Such topics have been the focal point of numerous regulatory warnings of late. Fund houses such as Evercore have chimed in too. But Smith also highlights another danger he says is inherent in the structure of a product that combines features of an open-ended fund with those of a closed-ended product.

The fact that ETFs are tradable on the secondary market, Smith says, means there is a possibility that market participants will short ETFs themselves. The ability of ETFs to create new shares means there is no restriction on the amount of the ETF that can be shorted.

This causes a problem whereby “the assets of the ETF may become significantly less than the outstanding cumulative buy orders would suggest.  This is a significant problem given reports that there has been short-selling up to levels of 1000% short in some ETFs”.

Thus, retail investors, at whom Smith says ETFs are increasingly being marketed and targeted, may find that money they believe to have been invested in exchange-traded funds have “in effect been lent to hedge funds”.

“The ETF holdings are not all backed by assets of the sort investors expect, even if they understand what the ETF is meant to do.”

Creating the shares represented by the cumulative buying interest, he says, is easier said than done given the size of many ETFs relative to their indices.

“[A recent fund raising proposition] describes the pace of development in the ETF area as ‘breakneck’. I just wonder whose neck will eventually get broken,” Smith concludes.
Counterpoint

The European Fund and Asset Management Association, meanwhile, has responded to concerns raised by the Financial Stability Board last month over exchange traded funds.

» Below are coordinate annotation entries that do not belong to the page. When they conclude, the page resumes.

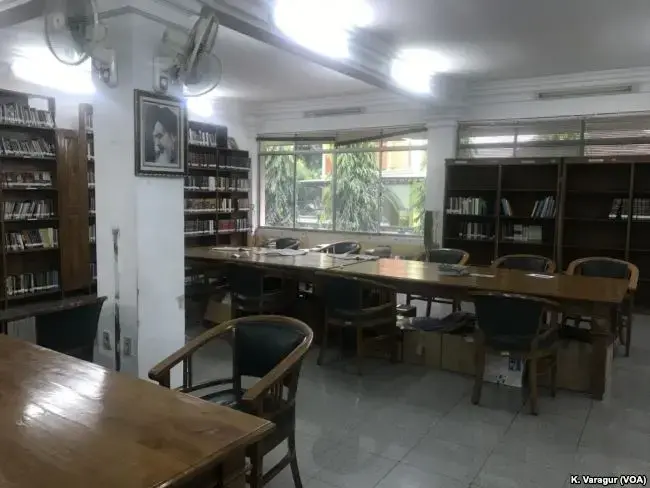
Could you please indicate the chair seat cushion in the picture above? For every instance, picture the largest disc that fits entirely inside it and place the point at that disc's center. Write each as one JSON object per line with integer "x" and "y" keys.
{"x": 226, "y": 398}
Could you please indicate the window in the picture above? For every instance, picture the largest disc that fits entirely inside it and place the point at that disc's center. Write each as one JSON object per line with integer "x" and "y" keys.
{"x": 347, "y": 183}
{"x": 593, "y": 136}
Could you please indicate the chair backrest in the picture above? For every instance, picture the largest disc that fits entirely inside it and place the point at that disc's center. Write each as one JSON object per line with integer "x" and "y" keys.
{"x": 71, "y": 331}
{"x": 525, "y": 262}
{"x": 343, "y": 247}
{"x": 348, "y": 294}
{"x": 447, "y": 256}
{"x": 499, "y": 314}
{"x": 287, "y": 243}
{"x": 262, "y": 342}
{"x": 380, "y": 252}
{"x": 603, "y": 267}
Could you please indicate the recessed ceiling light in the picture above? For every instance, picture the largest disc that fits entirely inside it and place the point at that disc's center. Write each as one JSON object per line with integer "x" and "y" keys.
{"x": 324, "y": 26}
{"x": 413, "y": 69}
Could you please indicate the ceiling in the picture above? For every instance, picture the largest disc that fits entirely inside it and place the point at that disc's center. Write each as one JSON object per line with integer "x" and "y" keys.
{"x": 501, "y": 39}
{"x": 253, "y": 71}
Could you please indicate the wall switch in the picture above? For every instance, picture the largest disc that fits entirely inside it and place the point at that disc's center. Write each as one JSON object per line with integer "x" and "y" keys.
{"x": 107, "y": 341}
{"x": 128, "y": 347}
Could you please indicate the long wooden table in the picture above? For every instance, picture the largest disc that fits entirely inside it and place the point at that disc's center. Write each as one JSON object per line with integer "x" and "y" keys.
{"x": 581, "y": 295}
{"x": 68, "y": 423}
{"x": 594, "y": 297}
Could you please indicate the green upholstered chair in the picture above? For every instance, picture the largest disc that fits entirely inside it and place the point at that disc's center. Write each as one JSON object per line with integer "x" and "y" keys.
{"x": 269, "y": 348}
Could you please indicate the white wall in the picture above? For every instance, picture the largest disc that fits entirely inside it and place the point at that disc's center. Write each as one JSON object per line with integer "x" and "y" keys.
{"x": 485, "y": 101}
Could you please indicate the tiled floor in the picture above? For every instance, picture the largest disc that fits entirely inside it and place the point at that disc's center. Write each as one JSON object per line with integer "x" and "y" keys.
{"x": 402, "y": 426}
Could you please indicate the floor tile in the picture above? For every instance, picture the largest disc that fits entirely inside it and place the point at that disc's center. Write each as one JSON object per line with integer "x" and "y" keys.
{"x": 355, "y": 468}
{"x": 404, "y": 476}
{"x": 456, "y": 461}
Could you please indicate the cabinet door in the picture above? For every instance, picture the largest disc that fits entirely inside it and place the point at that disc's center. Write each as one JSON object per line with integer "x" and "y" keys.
{"x": 72, "y": 183}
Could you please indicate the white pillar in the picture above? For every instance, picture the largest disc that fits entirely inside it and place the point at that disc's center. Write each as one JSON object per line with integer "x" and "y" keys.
{"x": 442, "y": 136}
{"x": 148, "y": 270}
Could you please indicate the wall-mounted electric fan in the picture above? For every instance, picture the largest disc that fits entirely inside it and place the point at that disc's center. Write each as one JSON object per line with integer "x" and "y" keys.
{"x": 73, "y": 34}
{"x": 187, "y": 60}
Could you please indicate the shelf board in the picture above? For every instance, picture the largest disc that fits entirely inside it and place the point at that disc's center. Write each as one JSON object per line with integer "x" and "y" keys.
{"x": 595, "y": 219}
{"x": 17, "y": 126}
{"x": 533, "y": 219}
{"x": 598, "y": 192}
{"x": 31, "y": 250}
{"x": 22, "y": 157}
{"x": 526, "y": 243}
{"x": 24, "y": 296}
{"x": 462, "y": 239}
{"x": 523, "y": 190}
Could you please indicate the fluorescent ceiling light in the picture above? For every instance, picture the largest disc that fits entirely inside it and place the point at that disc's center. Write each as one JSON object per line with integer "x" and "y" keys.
{"x": 413, "y": 69}
{"x": 201, "y": 106}
{"x": 38, "y": 66}
{"x": 324, "y": 26}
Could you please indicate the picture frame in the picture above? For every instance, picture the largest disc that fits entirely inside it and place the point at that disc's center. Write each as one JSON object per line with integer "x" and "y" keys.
{"x": 160, "y": 135}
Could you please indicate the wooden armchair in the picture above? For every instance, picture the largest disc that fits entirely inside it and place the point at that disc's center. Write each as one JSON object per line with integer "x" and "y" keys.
{"x": 270, "y": 348}
{"x": 605, "y": 267}
{"x": 516, "y": 324}
{"x": 362, "y": 305}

“We note the concerns raised by the FSB regarding potential conflicts of interest, synthetic exposure, securities lending and the use of collateral. We wish to stress that, whilst these types of issues and risks are common across the financial services industry, they are managed and mitigated to a large degree within the highly regulated framework of Ucits,” EFAMA said in a statement.

The organisation said it does “not understand” reference made by the FSB to “the liquidity of large asset managers”, noting that assets of a Ucits ETF are held segregated from the balance sheets of the Ucits manager, portfolio manager or counterparty. EFAMA added that the liquidity of ETFs themselves was also ensured by Ucits risk management measures.

“Efama welcomes a constructive dialogue with regulators with respect to ETFs and agrees with the  need for transparency to investors regarding investment strategies, synthetic or physical replication, and collateral/fund assets composition,” said Peter de Proft, director general of EFAMA.

“Besides the extensive requirements of the Ucits Directive, Ucits ETF providers already provide for a higher level of transparency on fund assets and swap exposure via their websites on a voluntary basis.”